Procès Colonna : la France en plein doute

 

En février 1998, le préfet Erignac est assassiné de trois balles dans la nuque à bout portant, rue Colonna-d’Ornano, à Ajaccio. Un crime très vite revendiqué par des nationalistes corses et qui marque le début d’une grande enquête dans un environnement solidaire de la cause indépendantiste. La piste nationaliste est prise au sérieux car les revendicateurs donnent des précisions sur le dossier, comme la provenance de l’arme du crime. Il s’agit d’un pistolet 9mm, dérobé à un gendarme lors de l’attaque de la gendarmerie de Pietrosella en septembre 1997. Des noms vont tomber, dont celui de Colonna, les interpellations se succèdent. Yvan Colonna prend la fuite le 23 mai 1999. Et il échappe à la police durant 4 ans. Pendant ce temps, son implication dans l’affaire se précise. En 2003, six individus sont condamnés et parmi eux, quatre dénoncent Colonna comme l’assassin. Enfin coup de tonnerre le 4 juillet 2003, Yvan Colonna est livré à la justice, celui qui porte le titre d’assassin présumé du préfet Erignac est finalement sous les verrous.

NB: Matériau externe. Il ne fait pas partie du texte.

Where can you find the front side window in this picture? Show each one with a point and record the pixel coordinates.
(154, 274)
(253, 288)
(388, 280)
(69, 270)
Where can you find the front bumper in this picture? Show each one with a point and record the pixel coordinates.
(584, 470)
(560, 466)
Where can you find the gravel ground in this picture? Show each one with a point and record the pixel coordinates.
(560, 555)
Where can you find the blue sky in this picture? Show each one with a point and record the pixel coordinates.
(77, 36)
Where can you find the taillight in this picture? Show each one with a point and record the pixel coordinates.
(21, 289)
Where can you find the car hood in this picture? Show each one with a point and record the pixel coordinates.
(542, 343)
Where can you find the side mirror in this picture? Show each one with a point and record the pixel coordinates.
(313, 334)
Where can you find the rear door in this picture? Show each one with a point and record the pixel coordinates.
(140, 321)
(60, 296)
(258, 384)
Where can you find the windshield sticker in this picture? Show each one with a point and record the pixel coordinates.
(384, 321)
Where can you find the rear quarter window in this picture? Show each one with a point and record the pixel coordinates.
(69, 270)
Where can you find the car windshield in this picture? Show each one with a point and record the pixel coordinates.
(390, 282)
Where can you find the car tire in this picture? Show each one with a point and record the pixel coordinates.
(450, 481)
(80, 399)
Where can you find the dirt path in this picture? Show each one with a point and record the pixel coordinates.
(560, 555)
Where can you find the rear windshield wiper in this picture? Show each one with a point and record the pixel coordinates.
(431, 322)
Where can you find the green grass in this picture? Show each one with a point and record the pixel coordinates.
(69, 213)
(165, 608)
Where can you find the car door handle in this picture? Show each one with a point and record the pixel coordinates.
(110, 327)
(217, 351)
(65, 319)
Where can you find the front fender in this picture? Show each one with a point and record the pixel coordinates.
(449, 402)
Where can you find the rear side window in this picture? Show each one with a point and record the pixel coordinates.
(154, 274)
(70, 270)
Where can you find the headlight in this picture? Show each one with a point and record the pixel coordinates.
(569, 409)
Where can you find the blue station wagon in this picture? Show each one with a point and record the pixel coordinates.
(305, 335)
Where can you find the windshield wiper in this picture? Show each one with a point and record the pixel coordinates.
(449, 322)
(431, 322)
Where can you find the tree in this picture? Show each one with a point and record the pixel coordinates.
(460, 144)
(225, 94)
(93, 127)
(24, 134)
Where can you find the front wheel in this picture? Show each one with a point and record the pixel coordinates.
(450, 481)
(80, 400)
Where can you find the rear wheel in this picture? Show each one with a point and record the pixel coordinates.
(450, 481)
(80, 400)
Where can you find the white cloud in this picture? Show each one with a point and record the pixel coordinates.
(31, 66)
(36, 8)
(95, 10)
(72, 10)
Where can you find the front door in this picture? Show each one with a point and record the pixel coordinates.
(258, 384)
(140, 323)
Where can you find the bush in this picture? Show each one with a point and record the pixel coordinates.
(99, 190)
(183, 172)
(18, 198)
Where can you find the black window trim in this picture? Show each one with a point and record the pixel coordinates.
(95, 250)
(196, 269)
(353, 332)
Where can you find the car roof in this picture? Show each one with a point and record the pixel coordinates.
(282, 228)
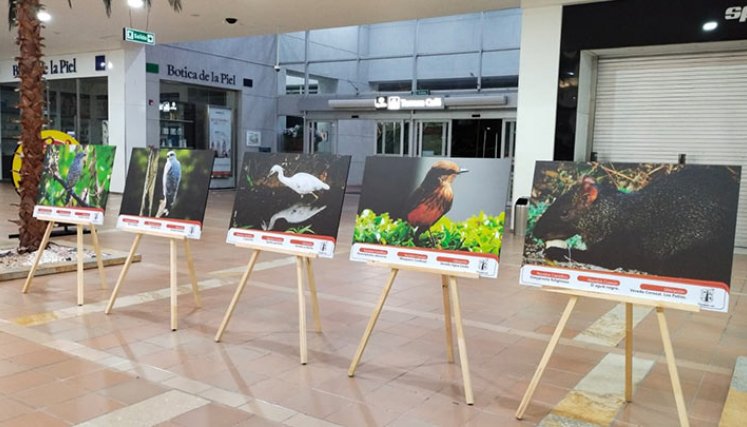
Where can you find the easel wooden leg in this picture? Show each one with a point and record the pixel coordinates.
(123, 273)
(546, 357)
(672, 365)
(236, 295)
(192, 274)
(301, 311)
(99, 260)
(173, 283)
(371, 323)
(80, 253)
(628, 352)
(38, 256)
(447, 319)
(461, 342)
(314, 298)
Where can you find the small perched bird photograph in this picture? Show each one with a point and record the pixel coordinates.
(168, 183)
(657, 219)
(76, 176)
(454, 204)
(172, 176)
(291, 193)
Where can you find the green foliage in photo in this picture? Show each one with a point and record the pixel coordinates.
(89, 189)
(480, 233)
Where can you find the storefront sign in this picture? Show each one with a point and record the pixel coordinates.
(62, 67)
(201, 75)
(58, 66)
(401, 103)
(138, 36)
(736, 12)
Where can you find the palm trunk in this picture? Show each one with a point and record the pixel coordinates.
(31, 71)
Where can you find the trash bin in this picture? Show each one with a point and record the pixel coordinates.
(521, 211)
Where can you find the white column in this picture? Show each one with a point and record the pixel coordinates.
(127, 108)
(538, 92)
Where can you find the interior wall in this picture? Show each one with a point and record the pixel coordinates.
(538, 89)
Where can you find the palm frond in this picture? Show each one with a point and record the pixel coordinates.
(12, 11)
(107, 5)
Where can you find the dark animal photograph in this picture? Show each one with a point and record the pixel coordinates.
(454, 204)
(291, 193)
(668, 220)
(167, 183)
(76, 176)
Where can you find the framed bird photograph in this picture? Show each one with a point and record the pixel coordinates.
(283, 195)
(75, 182)
(166, 184)
(652, 230)
(447, 212)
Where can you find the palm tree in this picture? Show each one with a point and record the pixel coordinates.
(22, 13)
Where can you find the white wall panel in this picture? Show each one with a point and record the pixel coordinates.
(650, 109)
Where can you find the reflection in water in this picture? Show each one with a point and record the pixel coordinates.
(293, 215)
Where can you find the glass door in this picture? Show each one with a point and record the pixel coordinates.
(321, 136)
(392, 137)
(433, 138)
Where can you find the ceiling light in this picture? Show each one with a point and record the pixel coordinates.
(710, 26)
(44, 16)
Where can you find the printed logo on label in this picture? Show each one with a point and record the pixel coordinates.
(736, 12)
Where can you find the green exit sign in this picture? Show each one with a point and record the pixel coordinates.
(139, 36)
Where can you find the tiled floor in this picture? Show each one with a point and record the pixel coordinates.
(63, 365)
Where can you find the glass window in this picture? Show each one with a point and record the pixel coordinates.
(94, 112)
(292, 140)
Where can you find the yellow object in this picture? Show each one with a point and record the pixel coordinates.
(50, 137)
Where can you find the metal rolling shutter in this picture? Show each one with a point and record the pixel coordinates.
(650, 109)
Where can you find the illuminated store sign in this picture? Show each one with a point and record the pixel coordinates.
(401, 103)
(736, 12)
(200, 75)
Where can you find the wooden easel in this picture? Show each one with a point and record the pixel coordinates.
(172, 274)
(449, 288)
(79, 249)
(629, 301)
(303, 262)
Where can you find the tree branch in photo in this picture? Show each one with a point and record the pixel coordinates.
(69, 191)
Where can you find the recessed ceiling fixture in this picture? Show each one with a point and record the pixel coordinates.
(710, 26)
(43, 16)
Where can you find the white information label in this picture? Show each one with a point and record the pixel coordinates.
(321, 246)
(174, 227)
(73, 215)
(482, 264)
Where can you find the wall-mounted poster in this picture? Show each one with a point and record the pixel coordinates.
(75, 183)
(290, 201)
(440, 213)
(656, 231)
(166, 191)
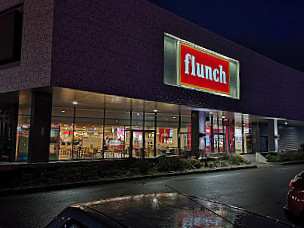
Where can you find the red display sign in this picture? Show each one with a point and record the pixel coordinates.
(203, 70)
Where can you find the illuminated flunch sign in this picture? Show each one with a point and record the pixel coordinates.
(201, 70)
(190, 66)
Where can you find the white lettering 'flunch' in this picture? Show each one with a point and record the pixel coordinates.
(204, 71)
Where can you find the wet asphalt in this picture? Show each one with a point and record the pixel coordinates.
(262, 190)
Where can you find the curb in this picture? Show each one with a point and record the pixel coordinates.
(63, 186)
(286, 163)
(292, 162)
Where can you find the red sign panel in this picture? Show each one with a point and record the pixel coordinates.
(203, 70)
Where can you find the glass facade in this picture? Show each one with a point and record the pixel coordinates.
(23, 127)
(114, 128)
(78, 133)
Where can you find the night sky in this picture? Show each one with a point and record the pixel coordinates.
(274, 28)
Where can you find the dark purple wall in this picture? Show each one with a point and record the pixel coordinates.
(33, 70)
(116, 47)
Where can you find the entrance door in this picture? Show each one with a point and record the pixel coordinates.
(142, 141)
(218, 142)
(149, 143)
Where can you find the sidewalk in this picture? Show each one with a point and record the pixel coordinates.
(23, 190)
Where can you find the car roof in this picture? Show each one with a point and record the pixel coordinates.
(174, 210)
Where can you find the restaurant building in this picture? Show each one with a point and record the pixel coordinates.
(117, 79)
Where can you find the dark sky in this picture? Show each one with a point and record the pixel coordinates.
(274, 28)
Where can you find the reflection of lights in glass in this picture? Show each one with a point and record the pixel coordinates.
(155, 204)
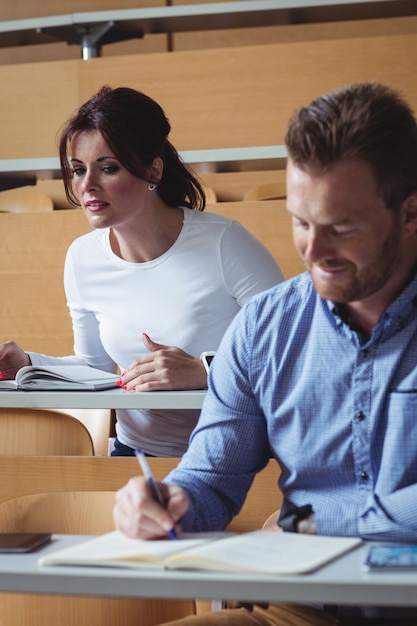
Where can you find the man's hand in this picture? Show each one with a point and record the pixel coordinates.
(137, 514)
(12, 358)
(164, 368)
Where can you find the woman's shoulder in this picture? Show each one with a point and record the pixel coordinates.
(89, 238)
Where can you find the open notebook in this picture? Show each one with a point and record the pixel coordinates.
(60, 377)
(262, 551)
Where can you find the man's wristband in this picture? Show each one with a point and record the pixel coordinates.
(289, 523)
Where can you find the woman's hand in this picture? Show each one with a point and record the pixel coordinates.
(164, 368)
(137, 514)
(12, 358)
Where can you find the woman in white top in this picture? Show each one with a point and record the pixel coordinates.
(157, 281)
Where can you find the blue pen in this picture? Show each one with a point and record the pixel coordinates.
(147, 472)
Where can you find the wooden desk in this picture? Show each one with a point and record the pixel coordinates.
(19, 172)
(110, 399)
(340, 582)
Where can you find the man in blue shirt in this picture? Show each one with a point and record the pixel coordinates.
(322, 369)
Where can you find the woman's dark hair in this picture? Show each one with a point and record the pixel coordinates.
(136, 129)
(364, 121)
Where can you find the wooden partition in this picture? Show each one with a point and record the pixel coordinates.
(218, 98)
(33, 309)
(26, 475)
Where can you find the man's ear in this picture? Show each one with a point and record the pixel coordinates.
(409, 212)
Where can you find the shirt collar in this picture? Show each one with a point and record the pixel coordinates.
(394, 318)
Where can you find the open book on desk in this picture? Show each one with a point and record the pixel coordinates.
(262, 552)
(60, 377)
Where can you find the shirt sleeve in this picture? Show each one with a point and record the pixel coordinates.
(248, 266)
(229, 445)
(87, 343)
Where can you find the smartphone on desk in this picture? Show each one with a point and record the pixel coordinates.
(391, 557)
(19, 543)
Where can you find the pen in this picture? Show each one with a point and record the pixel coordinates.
(147, 472)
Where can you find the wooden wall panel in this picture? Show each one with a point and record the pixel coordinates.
(33, 309)
(243, 96)
(38, 99)
(215, 98)
(12, 10)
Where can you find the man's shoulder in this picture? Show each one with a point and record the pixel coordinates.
(297, 289)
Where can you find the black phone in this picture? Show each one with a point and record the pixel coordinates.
(391, 557)
(22, 542)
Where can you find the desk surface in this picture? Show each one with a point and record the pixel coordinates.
(110, 399)
(204, 16)
(340, 582)
(222, 159)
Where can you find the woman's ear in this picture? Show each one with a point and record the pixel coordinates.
(156, 170)
(409, 211)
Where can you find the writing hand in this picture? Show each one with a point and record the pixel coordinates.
(164, 368)
(12, 358)
(136, 513)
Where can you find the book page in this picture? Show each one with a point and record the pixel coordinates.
(116, 550)
(64, 377)
(8, 385)
(265, 551)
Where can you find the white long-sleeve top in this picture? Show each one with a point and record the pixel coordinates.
(186, 297)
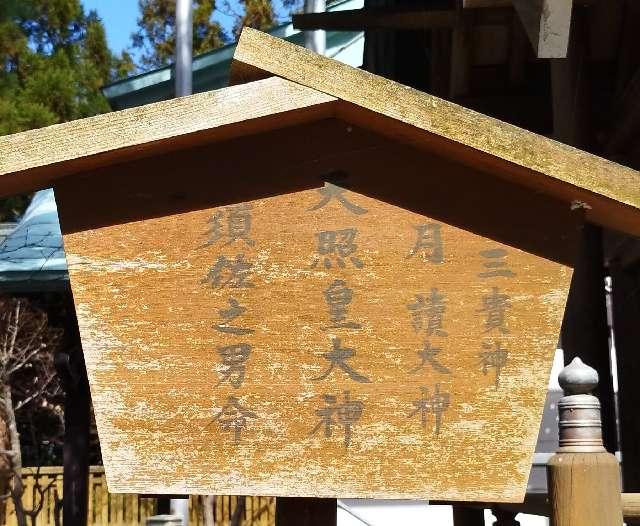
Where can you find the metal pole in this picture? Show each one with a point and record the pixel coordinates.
(184, 47)
(583, 479)
(315, 40)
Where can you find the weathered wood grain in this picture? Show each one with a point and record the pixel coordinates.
(147, 312)
(36, 158)
(610, 192)
(584, 488)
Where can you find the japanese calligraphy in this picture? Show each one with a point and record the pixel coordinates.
(493, 358)
(427, 313)
(337, 246)
(339, 297)
(232, 273)
(234, 311)
(495, 264)
(429, 355)
(346, 415)
(338, 357)
(330, 192)
(233, 417)
(428, 243)
(435, 404)
(238, 225)
(495, 308)
(234, 358)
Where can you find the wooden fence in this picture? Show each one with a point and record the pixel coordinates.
(113, 509)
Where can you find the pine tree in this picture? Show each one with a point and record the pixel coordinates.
(155, 36)
(55, 60)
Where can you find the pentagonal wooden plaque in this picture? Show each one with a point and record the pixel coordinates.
(315, 343)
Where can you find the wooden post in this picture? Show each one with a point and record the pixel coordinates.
(466, 516)
(295, 511)
(584, 480)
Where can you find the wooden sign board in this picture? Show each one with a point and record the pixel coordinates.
(317, 343)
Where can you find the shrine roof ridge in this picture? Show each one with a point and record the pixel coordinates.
(278, 85)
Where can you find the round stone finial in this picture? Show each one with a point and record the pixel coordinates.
(578, 378)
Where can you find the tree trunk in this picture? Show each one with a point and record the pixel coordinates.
(17, 488)
(5, 466)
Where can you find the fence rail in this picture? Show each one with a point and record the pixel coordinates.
(114, 509)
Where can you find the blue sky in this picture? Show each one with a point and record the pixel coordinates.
(119, 17)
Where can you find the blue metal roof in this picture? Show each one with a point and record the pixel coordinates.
(33, 252)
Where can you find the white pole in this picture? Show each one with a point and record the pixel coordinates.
(315, 40)
(184, 47)
(180, 508)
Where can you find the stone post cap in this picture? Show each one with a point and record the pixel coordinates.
(578, 378)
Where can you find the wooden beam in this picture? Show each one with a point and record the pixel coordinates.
(408, 115)
(547, 23)
(380, 18)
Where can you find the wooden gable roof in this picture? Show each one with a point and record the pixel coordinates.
(609, 192)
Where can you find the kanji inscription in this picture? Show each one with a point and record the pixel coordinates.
(318, 343)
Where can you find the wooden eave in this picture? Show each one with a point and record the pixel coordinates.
(608, 192)
(38, 158)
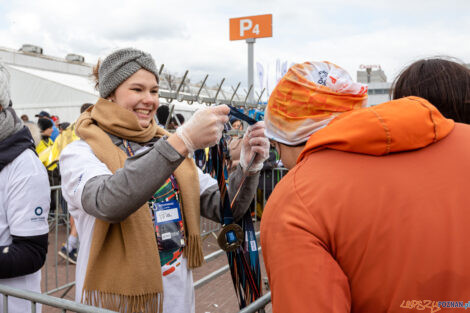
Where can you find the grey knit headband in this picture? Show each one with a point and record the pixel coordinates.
(119, 66)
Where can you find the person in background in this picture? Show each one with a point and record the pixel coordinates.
(63, 126)
(56, 121)
(163, 112)
(372, 195)
(180, 119)
(24, 205)
(55, 130)
(45, 126)
(445, 82)
(35, 133)
(137, 197)
(69, 249)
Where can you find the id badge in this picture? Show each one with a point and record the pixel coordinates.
(168, 225)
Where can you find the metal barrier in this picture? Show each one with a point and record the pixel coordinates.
(37, 298)
(59, 223)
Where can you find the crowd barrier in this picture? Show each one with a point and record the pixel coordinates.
(56, 274)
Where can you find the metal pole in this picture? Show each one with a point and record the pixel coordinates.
(251, 46)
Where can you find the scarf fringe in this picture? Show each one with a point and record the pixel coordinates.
(193, 251)
(151, 303)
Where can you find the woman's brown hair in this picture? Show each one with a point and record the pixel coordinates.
(95, 74)
(441, 81)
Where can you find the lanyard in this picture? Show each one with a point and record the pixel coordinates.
(243, 256)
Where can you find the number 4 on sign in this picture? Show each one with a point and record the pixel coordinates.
(246, 25)
(256, 29)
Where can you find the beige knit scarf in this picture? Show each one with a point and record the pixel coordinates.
(124, 271)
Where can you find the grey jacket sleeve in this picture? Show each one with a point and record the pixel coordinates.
(113, 198)
(210, 198)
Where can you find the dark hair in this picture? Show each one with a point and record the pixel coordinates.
(162, 114)
(85, 106)
(441, 81)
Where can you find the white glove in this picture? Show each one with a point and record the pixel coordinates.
(204, 128)
(254, 141)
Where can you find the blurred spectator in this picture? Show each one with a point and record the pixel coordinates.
(69, 250)
(179, 119)
(24, 205)
(56, 120)
(63, 126)
(85, 106)
(55, 130)
(45, 127)
(34, 130)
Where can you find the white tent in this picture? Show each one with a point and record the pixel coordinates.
(35, 90)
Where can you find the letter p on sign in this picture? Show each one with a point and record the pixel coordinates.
(251, 27)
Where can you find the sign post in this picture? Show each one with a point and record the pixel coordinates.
(250, 28)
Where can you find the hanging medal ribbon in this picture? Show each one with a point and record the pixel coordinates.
(237, 239)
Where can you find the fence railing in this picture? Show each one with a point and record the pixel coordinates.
(37, 298)
(59, 221)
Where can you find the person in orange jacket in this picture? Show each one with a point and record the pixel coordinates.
(372, 216)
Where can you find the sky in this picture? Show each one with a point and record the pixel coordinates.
(194, 35)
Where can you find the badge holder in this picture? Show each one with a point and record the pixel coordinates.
(230, 237)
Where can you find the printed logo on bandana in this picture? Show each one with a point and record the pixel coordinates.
(38, 212)
(323, 77)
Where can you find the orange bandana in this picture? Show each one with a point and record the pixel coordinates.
(307, 98)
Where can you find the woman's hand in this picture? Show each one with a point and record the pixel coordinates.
(254, 141)
(204, 128)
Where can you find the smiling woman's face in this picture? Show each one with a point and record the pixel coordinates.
(139, 94)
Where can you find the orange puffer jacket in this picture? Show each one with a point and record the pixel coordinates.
(375, 215)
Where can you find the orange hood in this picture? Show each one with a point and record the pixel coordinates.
(400, 125)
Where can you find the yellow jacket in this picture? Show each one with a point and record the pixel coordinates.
(50, 155)
(43, 145)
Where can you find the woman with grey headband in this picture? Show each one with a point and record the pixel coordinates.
(135, 195)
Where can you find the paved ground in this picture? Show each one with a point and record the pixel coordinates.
(218, 296)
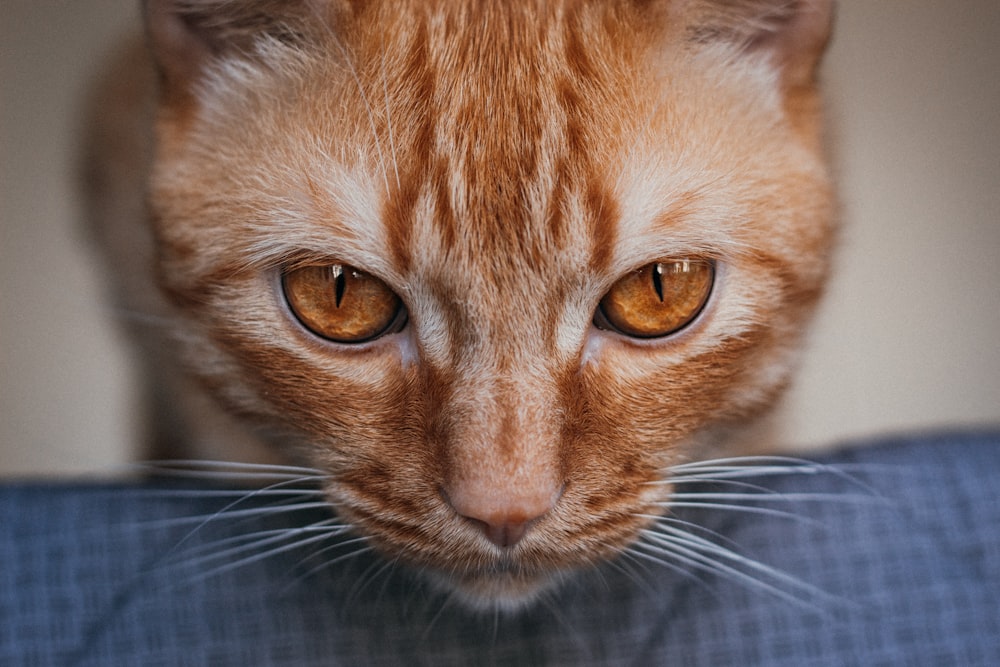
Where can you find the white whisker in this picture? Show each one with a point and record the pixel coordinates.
(767, 511)
(204, 519)
(240, 562)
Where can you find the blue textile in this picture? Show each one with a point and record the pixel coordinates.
(909, 574)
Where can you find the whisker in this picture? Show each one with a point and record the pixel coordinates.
(241, 562)
(766, 511)
(707, 556)
(245, 541)
(228, 469)
(703, 548)
(775, 496)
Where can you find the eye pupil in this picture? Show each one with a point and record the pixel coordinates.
(342, 304)
(340, 283)
(658, 282)
(658, 299)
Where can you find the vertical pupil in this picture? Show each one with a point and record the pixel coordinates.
(340, 283)
(657, 281)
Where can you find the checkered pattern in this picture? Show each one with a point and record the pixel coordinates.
(98, 575)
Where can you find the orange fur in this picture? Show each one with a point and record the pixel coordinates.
(498, 165)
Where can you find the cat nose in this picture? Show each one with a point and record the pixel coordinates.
(503, 521)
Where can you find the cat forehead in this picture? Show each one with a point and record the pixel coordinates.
(505, 145)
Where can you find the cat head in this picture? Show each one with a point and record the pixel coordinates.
(492, 266)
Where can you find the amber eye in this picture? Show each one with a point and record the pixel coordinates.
(342, 304)
(658, 299)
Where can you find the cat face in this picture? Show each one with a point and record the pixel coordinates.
(492, 266)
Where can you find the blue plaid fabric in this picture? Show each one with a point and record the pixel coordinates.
(906, 574)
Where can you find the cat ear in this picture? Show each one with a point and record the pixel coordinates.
(187, 34)
(793, 32)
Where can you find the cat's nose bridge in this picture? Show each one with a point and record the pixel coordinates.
(504, 464)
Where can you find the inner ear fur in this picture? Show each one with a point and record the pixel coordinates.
(793, 32)
(184, 35)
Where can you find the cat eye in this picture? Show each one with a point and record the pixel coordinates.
(657, 300)
(342, 304)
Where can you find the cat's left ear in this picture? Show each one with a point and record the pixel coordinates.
(793, 32)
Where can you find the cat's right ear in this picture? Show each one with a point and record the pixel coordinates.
(185, 36)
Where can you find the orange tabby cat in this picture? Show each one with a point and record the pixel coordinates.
(492, 267)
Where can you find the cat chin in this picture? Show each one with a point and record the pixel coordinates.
(490, 592)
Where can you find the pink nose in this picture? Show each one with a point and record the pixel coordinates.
(504, 520)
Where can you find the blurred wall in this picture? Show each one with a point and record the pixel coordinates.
(908, 338)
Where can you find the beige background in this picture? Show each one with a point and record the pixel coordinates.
(909, 337)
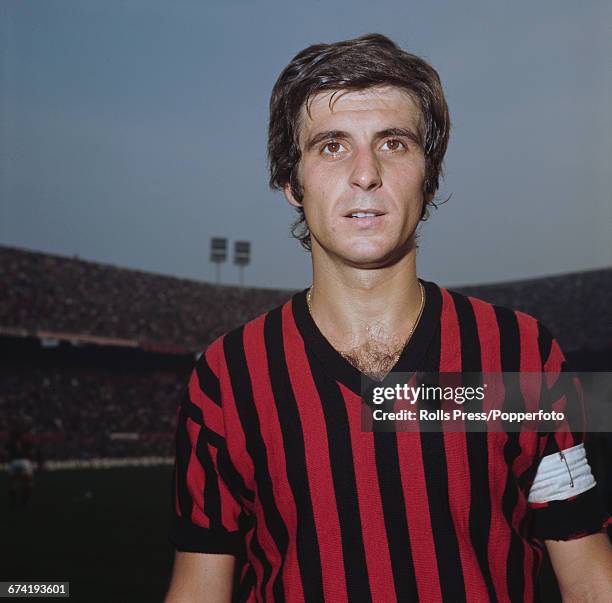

            Dès lors, le berger de Cargèse va demeurer impassible, se disant innocent mais conscient que sa « culpabilité a été érigée en vérité biblique », comme le montre l’intervention de M.Sarkozy au moment de son arrestation. Son procès dans cette sombre affaire s’est ouvert fin novembre, et durera jusqu’au 12 décembre à la cour d’assises spéciale de Paris. Les débuts de l’instruction sont consacrés à la découverte du personnage d’Yvan Colonna. À 47 ans, il est berger de profession, de père corse et de mère bretonne. Il se présente volontiers nationaliste, tout en niant le radicalisme de son patriotisme corse. Il semble même qu’il ait pris du recul avec la cause lors de la période mouvementée du début des années 1990. Sa compagne, Pierret Serrer dresse de lui un portrait de mari normal et père attentif tant pour le fils qu’elle a eu d’un premier mariage que pour leur fils aujourd’hui âgé de 17 ans.

            Le déroulement du procès est une succession de témoignages, pas toujours cohérents et favorisant la thèse de l’innocence du prévenu. Dans un premier temps, l’expert médico-légal Paul Marcaggi estime que le meurtrier devait être un homme de « haute stature », de taille similaire au préfet Erignac (soit 1m83), alors qu’Yvan Colonna ne mesure que 1m72.

Mais le véritable rebondissement intervient lors de l’audition du témoin principal, Marie Ange Contart. Cette dernière, passée à quelques mètres de l’assassin au moment des faits l’avait décrit comme un homme blond, avec une barbe de quatre ou cinq jours de même couleur. À la question de l’avocat de l’accusation, elle a répondu : « non, je suis formelle. Ce n’est pas Yvan Colonna que j’ai vu ce soir-là ». Si l’usage d’une perruque n’est pas à exclure, Yvan Colonna s’en tire pour l’instant très bien dans un procès que certains considèrent comme le « procès de l’année » en France. Un procès de plus en plus incertain quant à son aboutissement. Traduisant le sentiment général, Bernard Bonnet, ancien préfet et successeur de Claude Erignac a exprimé ses doutes sur la culpabilité d’Yvan Colonna, mercredi matin sur France Info. Le procès se déroulera les jours qui suivent, les témoignages des membres du commando déjà condamnés sont très attendus.